Danielle Sumilang - 1F
Posts: 31
Joined: Fri Apr 06, 2018 11:05 am

### Example 1.7a in the Textbook

Hello!

Can someone please explain how the uncertainty in the position of a marble of mass 1.0 g given that its speed is known to within 1.0 mm s^-1 was calculated? I understand that the equation for the uncertainty principle is delta p x delta >= 1/2 h bar, but where did the equation delta p = m times delta v come from? Thank you!

AshleyLamba1H
Posts: 30
Joined: Fri Apr 06, 2018 11:03 am

### Re: Example 1.7a in the Textbook

The equation to find momentum is p = mv (momentum = mass * velocity). To find the change in momentum, you would put a delta in front of every variable except mass, because in the case of the marble, its mass is not changing.

Phil Timoteo 1K
Posts: 101
Joined: Fri Apr 06, 2018 11:05 am

### Re: Example 1.7a in the Textbook

P=mv

Andre-1H
Posts: 39
Joined: Fri Apr 06, 2018 11:01 am

### Re: Example 1.7a in the Textbook  [ENDORSED]

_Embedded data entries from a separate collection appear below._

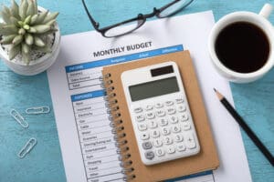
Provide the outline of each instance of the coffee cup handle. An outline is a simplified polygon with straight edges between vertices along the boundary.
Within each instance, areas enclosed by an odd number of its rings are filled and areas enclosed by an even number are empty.
[[[270,14],[271,14],[272,10],[273,10],[273,6],[270,4],[267,3],[261,8],[261,10],[258,13],[258,15],[268,19],[269,16],[270,15]]]

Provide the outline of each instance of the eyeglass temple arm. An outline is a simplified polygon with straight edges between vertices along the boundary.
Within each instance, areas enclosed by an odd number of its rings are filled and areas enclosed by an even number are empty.
[[[90,21],[91,24],[93,25],[94,28],[95,28],[96,30],[98,30],[98,29],[99,29],[99,23],[96,22],[96,21],[93,19],[93,17],[91,16],[91,15],[90,14],[89,9],[88,9],[88,7],[87,7],[86,3],[85,3],[84,0],[82,0],[82,4],[83,4],[83,5],[84,5],[85,11],[86,11],[86,13],[87,13],[87,15],[88,15],[88,17],[89,17]]]

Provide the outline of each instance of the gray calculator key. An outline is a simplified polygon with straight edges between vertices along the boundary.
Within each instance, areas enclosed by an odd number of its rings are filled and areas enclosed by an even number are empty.
[[[142,113],[142,107],[134,108],[134,112],[135,113]]]
[[[142,148],[145,150],[151,149],[153,147],[152,142],[144,142],[142,144]]]
[[[153,151],[148,151],[148,152],[144,153],[144,156],[145,156],[145,157],[147,159],[152,160],[152,159],[153,159],[153,157],[154,157],[155,155],[154,155],[154,153]]]

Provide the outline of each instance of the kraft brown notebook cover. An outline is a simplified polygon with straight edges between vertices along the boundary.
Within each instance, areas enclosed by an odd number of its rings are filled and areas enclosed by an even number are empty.
[[[196,156],[153,166],[145,166],[142,164],[139,155],[129,108],[124,96],[121,74],[125,70],[166,61],[174,61],[179,66],[198,135],[201,151]],[[202,95],[188,51],[106,66],[103,68],[102,74],[105,76],[104,83],[107,88],[111,107],[116,108],[116,106],[119,106],[119,109],[112,111],[111,115],[114,118],[113,124],[116,127],[117,138],[119,138],[119,142],[121,143],[120,148],[121,156],[123,157],[123,165],[124,167],[128,169],[126,174],[130,179],[136,182],[162,181],[216,169],[218,167],[219,160],[216,148],[214,144]],[[115,93],[115,95],[113,95],[113,93]],[[116,100],[117,103],[115,102]],[[120,120],[122,120],[121,124],[120,124]],[[125,134],[125,136],[123,134]],[[127,141],[127,143],[123,144],[123,141]],[[128,154],[130,154],[130,156],[128,156]],[[131,171],[132,168],[134,168],[134,170]],[[134,178],[132,178],[132,177]]]

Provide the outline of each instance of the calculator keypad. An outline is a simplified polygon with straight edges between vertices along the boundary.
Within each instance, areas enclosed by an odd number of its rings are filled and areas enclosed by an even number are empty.
[[[141,155],[151,164],[195,155],[200,147],[184,100],[173,100],[133,107],[135,135]]]

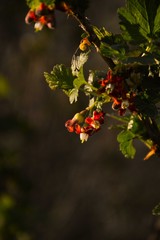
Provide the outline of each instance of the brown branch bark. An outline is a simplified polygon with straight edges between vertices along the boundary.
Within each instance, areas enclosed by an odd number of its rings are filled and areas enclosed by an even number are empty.
[[[97,51],[101,54],[101,52],[100,52],[101,41],[95,34],[93,27],[92,27],[90,21],[88,20],[88,18],[86,18],[83,15],[76,14],[76,13],[73,13],[73,17],[76,19],[76,21],[79,22],[80,27],[83,29],[83,31],[85,31],[88,34],[89,41],[96,47]],[[101,57],[107,63],[108,67],[111,70],[113,70],[115,67],[115,63],[113,62],[113,60],[109,57],[103,56],[102,54],[101,54]]]

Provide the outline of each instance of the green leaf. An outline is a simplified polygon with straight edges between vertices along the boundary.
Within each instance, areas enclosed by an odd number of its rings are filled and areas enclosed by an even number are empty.
[[[160,203],[154,207],[154,209],[152,210],[152,214],[160,216]]]
[[[79,89],[84,84],[87,84],[87,82],[84,78],[83,68],[81,68],[79,71],[78,77],[73,81],[73,85],[75,88]]]
[[[120,151],[127,158],[134,158],[136,149],[133,146],[133,139],[135,134],[129,130],[123,130],[117,136],[117,141],[119,142]]]
[[[154,38],[159,31],[159,0],[127,0],[126,6],[118,10],[122,31],[130,40],[144,42]]]
[[[54,66],[51,73],[44,73],[45,79],[52,90],[57,88],[62,90],[70,90],[73,86],[75,77],[72,75],[71,69],[66,68],[63,64]]]
[[[73,102],[77,102],[78,99],[78,89],[77,88],[73,88],[71,91],[69,91],[69,102],[72,104]]]
[[[79,56],[73,56],[71,62],[71,70],[74,76],[78,77],[80,69],[88,60],[88,54],[89,53],[81,53]]]
[[[45,3],[46,5],[53,5],[55,0],[26,0],[27,5],[31,9],[37,8],[40,3]]]
[[[154,29],[153,29],[154,34],[159,33],[160,34],[160,5],[157,9],[157,15],[154,20]]]
[[[102,40],[105,37],[110,38],[112,36],[112,33],[108,32],[104,27],[99,29],[96,26],[93,26],[93,30],[100,40]]]

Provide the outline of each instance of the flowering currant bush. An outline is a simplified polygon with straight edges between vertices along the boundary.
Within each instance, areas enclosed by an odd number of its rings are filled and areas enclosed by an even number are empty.
[[[71,104],[79,100],[80,92],[88,98],[88,106],[66,121],[67,130],[86,142],[107,124],[107,118],[113,118],[125,157],[134,158],[134,139],[148,147],[145,160],[160,156],[160,1],[126,0],[118,9],[121,34],[93,26],[85,16],[87,0],[26,1],[25,21],[33,23],[36,31],[55,29],[56,11],[74,18],[82,29],[71,66],[55,65],[44,73],[49,87],[61,89]],[[90,70],[86,77],[84,66],[93,48],[106,62],[106,69]],[[111,106],[109,113],[104,110],[106,104]]]

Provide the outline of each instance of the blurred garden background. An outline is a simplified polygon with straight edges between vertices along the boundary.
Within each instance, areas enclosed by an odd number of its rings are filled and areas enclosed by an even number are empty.
[[[124,2],[91,0],[87,16],[118,33]],[[85,144],[67,132],[86,100],[70,105],[43,72],[70,66],[82,32],[56,12],[57,29],[35,33],[27,12],[25,0],[0,7],[0,240],[158,239],[160,159],[143,161],[136,142],[136,158],[125,159],[110,119]],[[106,65],[95,52],[86,68]]]

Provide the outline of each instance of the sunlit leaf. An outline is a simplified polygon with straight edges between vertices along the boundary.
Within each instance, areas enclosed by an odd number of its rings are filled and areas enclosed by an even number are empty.
[[[117,136],[117,141],[119,142],[120,151],[127,158],[134,158],[136,149],[133,146],[133,139],[135,134],[129,130],[123,130]]]

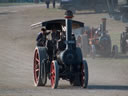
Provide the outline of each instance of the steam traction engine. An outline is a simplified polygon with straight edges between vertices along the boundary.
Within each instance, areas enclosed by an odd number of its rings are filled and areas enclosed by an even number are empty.
[[[63,40],[60,39],[56,43],[53,43],[54,40],[47,40],[46,46],[35,48],[33,66],[35,86],[45,86],[48,77],[53,89],[57,88],[60,78],[68,80],[71,85],[87,87],[88,66],[87,62],[83,60],[81,49],[76,47],[76,40],[72,35],[73,23],[78,25],[72,20],[72,17],[72,12],[66,11],[66,20],[51,20],[51,22],[42,23],[46,29],[49,29],[53,24],[57,28],[60,25],[66,26],[66,33]],[[61,48],[60,44],[66,47]]]

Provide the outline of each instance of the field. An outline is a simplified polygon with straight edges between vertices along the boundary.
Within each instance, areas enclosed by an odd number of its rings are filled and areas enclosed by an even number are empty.
[[[64,18],[64,10],[46,9],[44,4],[0,7],[0,96],[128,96],[128,56],[120,54],[118,59],[86,58],[89,66],[87,89],[73,87],[60,80],[56,90],[34,87],[33,52],[40,28],[30,25],[40,21]],[[74,20],[87,26],[98,27],[101,18],[107,18],[107,30],[112,43],[119,47],[120,33],[124,24],[109,18],[107,13],[95,14],[79,11]]]

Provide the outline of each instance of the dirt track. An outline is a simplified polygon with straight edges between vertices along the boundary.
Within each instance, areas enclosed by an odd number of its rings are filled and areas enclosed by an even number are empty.
[[[64,11],[45,9],[44,5],[0,7],[0,96],[128,96],[128,57],[87,58],[88,89],[72,87],[60,81],[57,90],[34,87],[33,50],[39,29],[31,30],[36,22],[63,18]],[[107,14],[78,12],[76,20],[98,26]],[[107,29],[112,42],[119,45],[119,35],[126,24],[108,18]]]

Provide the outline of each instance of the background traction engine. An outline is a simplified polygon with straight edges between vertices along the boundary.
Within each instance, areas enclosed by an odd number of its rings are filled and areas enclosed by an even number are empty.
[[[48,77],[51,80],[53,89],[58,87],[60,78],[68,80],[71,85],[87,87],[88,66],[87,62],[83,60],[81,49],[76,47],[76,40],[72,39],[72,17],[72,12],[66,11],[66,40],[64,41],[66,48],[64,50],[55,50],[53,48],[56,53],[49,56],[47,46],[35,48],[35,86],[45,86]],[[53,46],[56,46],[56,44]]]

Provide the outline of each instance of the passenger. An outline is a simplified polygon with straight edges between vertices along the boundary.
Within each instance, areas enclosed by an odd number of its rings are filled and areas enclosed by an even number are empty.
[[[49,8],[50,0],[45,0],[45,3],[47,5],[47,8]]]
[[[45,46],[47,35],[50,33],[47,33],[45,28],[41,28],[41,31],[36,38],[37,46]]]
[[[53,29],[52,29],[51,35],[52,35],[52,40],[54,40],[54,41],[57,41],[57,40],[60,39],[60,32],[57,31],[56,28],[53,28]]]

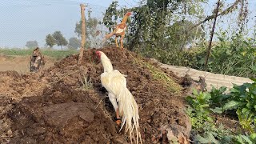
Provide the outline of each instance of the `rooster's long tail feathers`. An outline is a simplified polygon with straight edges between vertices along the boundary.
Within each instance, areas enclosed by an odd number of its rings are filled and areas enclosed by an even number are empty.
[[[118,96],[118,102],[119,105],[119,114],[120,115],[122,115],[120,130],[126,122],[126,133],[129,130],[131,142],[133,142],[132,138],[135,138],[133,133],[134,128],[135,128],[136,143],[138,143],[138,141],[142,143],[138,123],[138,107],[134,98],[126,87],[120,91],[120,94]]]
[[[110,33],[110,34],[105,35],[105,38],[103,38],[102,42],[105,42],[107,39],[109,39],[114,34],[114,33],[113,32],[113,33]]]

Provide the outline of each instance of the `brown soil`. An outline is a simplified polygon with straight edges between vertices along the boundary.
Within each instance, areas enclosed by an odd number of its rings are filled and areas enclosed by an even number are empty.
[[[134,62],[135,54],[117,48],[100,50],[114,69],[128,75],[127,86],[139,106],[143,142],[168,143],[168,138],[177,137],[186,143],[191,126],[182,95],[168,91],[147,68]],[[114,121],[114,108],[100,82],[103,68],[94,53],[86,50],[80,67],[78,55],[71,55],[38,74],[0,72],[0,143],[130,142],[129,134],[118,133]],[[90,79],[91,88],[82,85],[84,78]]]

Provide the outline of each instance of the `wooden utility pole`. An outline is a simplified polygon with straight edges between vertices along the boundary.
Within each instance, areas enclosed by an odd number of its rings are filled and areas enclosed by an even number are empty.
[[[214,30],[215,30],[215,25],[216,25],[216,20],[217,20],[217,17],[218,17],[218,12],[219,5],[220,5],[220,0],[218,0],[217,6],[216,6],[216,9],[215,9],[214,21],[213,28],[212,28],[211,33],[210,33],[210,41],[209,41],[208,49],[207,49],[207,51],[206,51],[207,54],[206,54],[206,62],[205,62],[205,70],[206,71],[207,70],[208,59],[209,59],[210,48],[211,48],[211,43],[213,42],[214,33]]]
[[[84,4],[80,4],[81,7],[81,18],[82,18],[82,40],[81,40],[81,47],[80,47],[80,53],[78,65],[81,65],[82,58],[83,56],[83,51],[85,50],[85,43],[86,43],[86,18],[85,18],[85,9],[86,6]]]

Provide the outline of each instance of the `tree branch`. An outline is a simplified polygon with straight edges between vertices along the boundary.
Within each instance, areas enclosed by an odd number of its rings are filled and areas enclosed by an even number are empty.
[[[229,12],[232,11],[233,9],[235,8],[235,6],[238,6],[238,4],[241,2],[241,0],[236,0],[230,6],[229,6],[228,8],[226,8],[225,10],[223,10],[222,12],[219,13],[217,17],[221,16],[221,15],[225,15],[227,14]],[[201,24],[210,21],[211,19],[214,18],[214,14],[210,15],[208,17],[206,17],[204,20],[199,22],[198,23],[194,25],[190,30],[192,30],[198,26],[200,26]]]

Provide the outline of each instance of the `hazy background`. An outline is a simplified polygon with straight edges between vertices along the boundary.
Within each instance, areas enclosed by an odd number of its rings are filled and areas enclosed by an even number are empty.
[[[27,41],[36,40],[39,46],[44,46],[46,34],[60,30],[66,39],[76,36],[75,23],[80,20],[80,3],[85,3],[92,10],[92,15],[98,19],[103,18],[103,13],[112,0],[1,0],[0,2],[0,47],[25,47]],[[217,0],[210,0],[206,4],[206,15],[210,14]],[[227,0],[226,3],[234,1]],[[120,0],[120,6],[138,5],[138,0]],[[251,14],[255,17],[255,0],[249,0]],[[235,16],[230,18],[235,18]],[[229,19],[226,19],[230,21]],[[219,20],[220,21],[220,20]],[[225,22],[224,22],[225,23]],[[249,22],[249,27],[255,23]],[[220,27],[227,27],[230,23],[219,24]]]

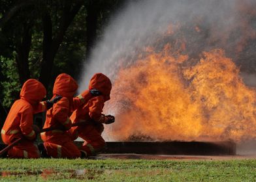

Yep just to add on it makes sense that the second equation is like that because for an object like a marble its speed can change, meaning that its momentum can change, leading to the delta symbol. However, its mass is constant, and cannot change.

QuincyH1G
Posts: 17
Joined: Mon Apr 09, 2018 1:40 pm
Been upvoted: 1 time

### Re: Example 1.7a in the Textbook

Like this example, when calculating the uncertainty in position, is the uncertainty in velocity always positive.